La motivación en un deporte es fundamental, tanto en
deportes individuales como en los de equipo, es más, yo podría llegar a decir
por mi experiencia personal que, sin motivación no hay diversión.
El hecho de ir a un entrenamiento poco motivado supondrá que realices las cosas mal porque
no tendrás ganas de hacerlas y como no te salen o básicamente, como las haces
mal pues no vas a disfrutar de lo que estas haciendo, de acuerdo con Deci y Ryan, (1991); (2000), “La amotivación se
caracteriza porque el sujeto no tiene intención de realizar algo y por tanto es
probable que la actividad sea desorganizada y acompañada de sentimientos de
frustración, miedo o depresión” y también con Deci y Ryan (1991), “La
motivación supone el compromiso de un
sujeto con una actividad por el placer y el disfrute que le produce y por
tanto, la actividad es un fin en sí misma”.

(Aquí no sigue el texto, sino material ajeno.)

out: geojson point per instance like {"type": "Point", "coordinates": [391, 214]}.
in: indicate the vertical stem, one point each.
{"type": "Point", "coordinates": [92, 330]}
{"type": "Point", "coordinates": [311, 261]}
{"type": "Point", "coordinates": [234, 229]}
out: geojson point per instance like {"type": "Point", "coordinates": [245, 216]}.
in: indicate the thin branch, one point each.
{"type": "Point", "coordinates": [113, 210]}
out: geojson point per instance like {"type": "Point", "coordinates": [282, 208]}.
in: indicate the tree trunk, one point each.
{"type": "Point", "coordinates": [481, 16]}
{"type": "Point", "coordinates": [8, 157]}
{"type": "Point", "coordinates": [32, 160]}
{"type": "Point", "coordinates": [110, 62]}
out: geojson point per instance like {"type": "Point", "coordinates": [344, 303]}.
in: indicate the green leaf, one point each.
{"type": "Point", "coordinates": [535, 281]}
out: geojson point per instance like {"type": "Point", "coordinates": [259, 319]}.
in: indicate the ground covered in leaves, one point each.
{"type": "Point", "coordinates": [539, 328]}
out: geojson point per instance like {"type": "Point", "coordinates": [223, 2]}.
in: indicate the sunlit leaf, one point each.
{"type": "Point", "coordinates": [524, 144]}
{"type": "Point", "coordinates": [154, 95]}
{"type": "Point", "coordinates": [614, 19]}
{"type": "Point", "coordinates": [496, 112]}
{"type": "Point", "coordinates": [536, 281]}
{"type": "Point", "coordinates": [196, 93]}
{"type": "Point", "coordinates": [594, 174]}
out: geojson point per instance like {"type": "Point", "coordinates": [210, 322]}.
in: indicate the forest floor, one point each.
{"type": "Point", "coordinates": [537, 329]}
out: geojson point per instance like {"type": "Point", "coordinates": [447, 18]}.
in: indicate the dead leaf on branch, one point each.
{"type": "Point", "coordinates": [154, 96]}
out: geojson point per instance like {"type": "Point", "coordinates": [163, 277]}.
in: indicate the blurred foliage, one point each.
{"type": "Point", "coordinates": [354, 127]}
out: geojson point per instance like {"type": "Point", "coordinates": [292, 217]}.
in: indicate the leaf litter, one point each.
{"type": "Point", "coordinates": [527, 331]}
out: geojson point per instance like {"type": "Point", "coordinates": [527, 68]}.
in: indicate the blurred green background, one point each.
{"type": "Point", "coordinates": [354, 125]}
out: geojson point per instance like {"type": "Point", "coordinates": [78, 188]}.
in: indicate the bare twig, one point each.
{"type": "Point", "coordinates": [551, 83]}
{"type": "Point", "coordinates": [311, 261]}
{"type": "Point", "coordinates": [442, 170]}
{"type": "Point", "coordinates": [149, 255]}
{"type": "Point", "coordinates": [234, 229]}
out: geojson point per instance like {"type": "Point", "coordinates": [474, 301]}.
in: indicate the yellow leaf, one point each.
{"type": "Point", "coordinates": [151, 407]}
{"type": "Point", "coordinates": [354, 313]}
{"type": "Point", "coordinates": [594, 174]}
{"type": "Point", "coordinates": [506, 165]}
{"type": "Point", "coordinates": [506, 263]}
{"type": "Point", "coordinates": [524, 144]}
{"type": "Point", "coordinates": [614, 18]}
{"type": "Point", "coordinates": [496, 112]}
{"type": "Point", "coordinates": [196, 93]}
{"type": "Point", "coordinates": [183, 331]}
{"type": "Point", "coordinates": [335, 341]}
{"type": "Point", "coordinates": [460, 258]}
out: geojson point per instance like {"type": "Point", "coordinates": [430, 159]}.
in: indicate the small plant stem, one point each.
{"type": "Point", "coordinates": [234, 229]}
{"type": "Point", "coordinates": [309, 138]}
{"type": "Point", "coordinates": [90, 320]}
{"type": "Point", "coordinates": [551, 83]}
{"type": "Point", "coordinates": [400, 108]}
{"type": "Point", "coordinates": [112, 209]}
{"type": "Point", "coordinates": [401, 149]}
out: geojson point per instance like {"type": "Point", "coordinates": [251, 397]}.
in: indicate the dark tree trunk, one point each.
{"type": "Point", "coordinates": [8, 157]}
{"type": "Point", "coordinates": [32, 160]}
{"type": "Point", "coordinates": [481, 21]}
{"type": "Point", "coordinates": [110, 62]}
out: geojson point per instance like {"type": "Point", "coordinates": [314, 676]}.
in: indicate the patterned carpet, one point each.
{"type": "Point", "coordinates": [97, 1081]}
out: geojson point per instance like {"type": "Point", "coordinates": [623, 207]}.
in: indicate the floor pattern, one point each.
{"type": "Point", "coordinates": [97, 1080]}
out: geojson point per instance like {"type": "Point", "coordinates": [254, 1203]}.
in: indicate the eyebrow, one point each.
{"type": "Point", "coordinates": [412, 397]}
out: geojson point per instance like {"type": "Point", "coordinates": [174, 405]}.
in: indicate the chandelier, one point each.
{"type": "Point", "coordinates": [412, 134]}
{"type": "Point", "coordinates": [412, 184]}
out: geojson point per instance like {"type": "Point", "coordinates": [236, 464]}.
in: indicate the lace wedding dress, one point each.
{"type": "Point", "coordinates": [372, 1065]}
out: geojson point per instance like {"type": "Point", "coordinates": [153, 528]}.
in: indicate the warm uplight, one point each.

Ahora bien, a parte de lo ya dicho, un alto nivel de motivación
puede llegar a ocasionar lesiones ya sea por sobresfuerzos, por realizar
acciones a las que tu cuerpo no esta acostumbrado, etc. Está claro que esto
también depende de si se trata de deportistas de alto rendimiento o de
deportistas de formación como podemos leer en el artículo: Motivación y lesiones deportivas en
jugadores de balonmano, “la competición
deportiva de alto rendimiento es muy diferente de la competición de deportistas
en formación, al menos en las consecuencias conductuales de los niveles de
motivación”, Olmedilla, A, Blas, A, Laguna, M (2010), yo creo que esto se debe
a que en los deportistas de alto rendimiento ese deporte es su trabajo, y en
los deportistas de formación es sólo un “hobbie”.
Pero también opino
que una lesión puede llegar a ser mucho más grave si tu nivel de motivación es
bajo porque tu actividad física será baja, no estarás activo y esto es algo que cualquier
deporte requiere. Todo entrenamiento o cualquier partido es una
competición, hay que entrenar duro para poder jugar duro, si no tienes ganas de
entrenar, si no tienes ganas de jugar, si tu actitud es mala, si no
estás motivado, es imposible que salgan las cosas bien. En primer lugar el
entrenador se enfadará y con él tus compañeros y será aquí donde entre en juego el tema de las lesiones, pues en un determinado momento cuando intentes ponerte a la altura de tus compañeros o de tu rival, será un cambio brusco.
En definitiva,
desde mi punto de vista, un alto nivel de motivación puede suponer lesiones
moderadas pero un bajo nivel de motivación también e incluso más graves.